Earlier in the week, I thought it was a slam dunk that the Seattle Seahawks would sign Ray Edwards after Chris Clemons' season ended with a torn ACL. They tried him out on Christmas Eve, and Mike Florio of Pro Football Talk reported that he would possibly sign with the team two days later on the 26th.
Obviously, the signing never happened, and Seattle proved they were just doing its due diligence on free agent defensive ends.
Fast forward two weeks and here we are having the same conversation.
No immediate signing took place after they found out about Clemons' ACL injury. Not to mention, Seattle didn't announce the fact they were even trying anyone out, but come Tuesday, Edwards, Aaron Maybin, Patrick Chukwurah and Travis LaBoy all tried out for the Seahawks brass.
To the surprise of everyone, Ian Rapoport of NFL.com announced that Chukwurah will indeed be signing with the 'Hawks as early as Wednesday. He hasn't played in the NFL since 2007 and last made an appearance playing football with the UFL's Flordia Tuskers.
Rapoport went on to add: "The 6-foot-1, 250-pounder held out hope that he'd still play in the NFL, despite working as a personal trainer and being out of the league for years."
Let's just say he must have had one hell of a workout to beat out the likes of Maybin and Edwards. Both players have had more recent success than Chukwurah. The last productive season the 33-year-old player out of Wyoming had was way back in 2006 where he recorded 4.5 sacks for the Broncos.
In 2007, current defensive coordinator Gus Bradley and defensive line coach Todd Wash were both on Tampa Bay's staff while Chukwurah was with the Buccaneers. This could play into the reasoning as to why Seattle signed him as well.
It's also worth noting that Danny O'Neil of the Seattle Times believes Chukwurah will rotate snaps with rookie defensive end Greg Scruggs as Bruce Irvin's backup. Even in limited snaps, he could make his presence felt just like he did in the UFL where he led the league in sacks in consecutive years.
It's doubtful that he will come in and make an immediate impact, but if the Seahawks can get a couple of productive series out of him—that's all they can ask for.

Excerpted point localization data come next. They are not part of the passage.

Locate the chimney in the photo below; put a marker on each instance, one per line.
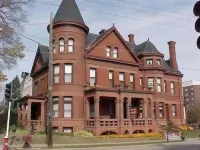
(102, 31)
(131, 38)
(172, 52)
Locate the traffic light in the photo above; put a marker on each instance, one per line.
(8, 91)
(196, 11)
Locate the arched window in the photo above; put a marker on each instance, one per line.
(115, 53)
(54, 47)
(108, 51)
(71, 45)
(62, 45)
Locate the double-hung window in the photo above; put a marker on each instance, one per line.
(68, 73)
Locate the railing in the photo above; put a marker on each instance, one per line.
(142, 122)
(90, 123)
(109, 123)
(115, 122)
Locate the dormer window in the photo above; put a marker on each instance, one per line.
(149, 61)
(108, 51)
(115, 53)
(158, 62)
(62, 45)
(71, 45)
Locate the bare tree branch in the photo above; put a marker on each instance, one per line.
(12, 15)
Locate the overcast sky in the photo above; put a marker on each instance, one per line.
(184, 33)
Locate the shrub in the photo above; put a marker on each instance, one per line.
(13, 128)
(84, 134)
(63, 134)
(140, 135)
(186, 128)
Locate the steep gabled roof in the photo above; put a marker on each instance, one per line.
(105, 34)
(68, 11)
(146, 47)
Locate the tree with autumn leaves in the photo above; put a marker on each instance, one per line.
(12, 15)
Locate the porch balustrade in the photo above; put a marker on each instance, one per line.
(115, 122)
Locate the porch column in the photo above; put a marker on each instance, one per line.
(29, 115)
(128, 104)
(87, 109)
(117, 108)
(144, 109)
(121, 109)
(29, 111)
(152, 111)
(96, 108)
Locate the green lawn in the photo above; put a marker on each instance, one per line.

It's doubtful that he will play on rush downs—Seattle will be looking for him to be a one-trick pony on passing downs.
Don't be surprised if he doesn't log more than 10 snaps come Sunday in the Georgia Dome.
And for the sake of Bradley's defense, Seattle needs to pray that every other defensive end and lineman stays healthy. The last thing coach Carroll's club needs is Chukwurah playing over half of the teams defensive snaps.
That has disaster written all over it.